Specifies the name of the role that should be granted privileges to configure and monitor the connector.

Note

This does not grant the role the privileges to drop the connector_name database or access the schema containing the ServiceNow data in Snowflake.

For example, to create a custom role named connector_config_role and grant that role the privileges to configure and monitor the connector instance named my_connector_servicenow, run the following command:

USE ROLE useradmin;
CREATE ROLE connector_config_role;

USE ROLE securityadmin;
GRANT IMPORTED PRIVILEGES ON DATABASE my_connector_servicenow TO ROLE connector_config_role;
Copy

Changing the Warehouse Used by the Connector (Optional)
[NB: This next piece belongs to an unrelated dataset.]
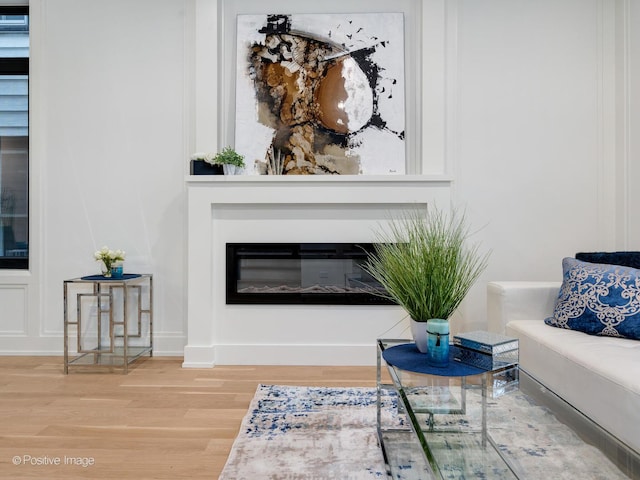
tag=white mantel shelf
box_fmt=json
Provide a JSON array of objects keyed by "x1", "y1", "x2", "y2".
[{"x1": 186, "y1": 175, "x2": 452, "y2": 185}]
If you want to change the warehouse used by the connector or add a dedicated warehouse, do this by calling:

CALL CONFIGURE_WAREHOUSE('<warehouse_name>');
Copy

Where:

warehouse_name

Specifies the name of the warehouse that the connector should use.

To configure the connector to run without using a dedicated warehouse, pass in an empty string for the warehouse name.

Note

Before configuring the connector to use a different warehouse, verify that the custom role used by the connector has the USAGE privilege for the new warehouse.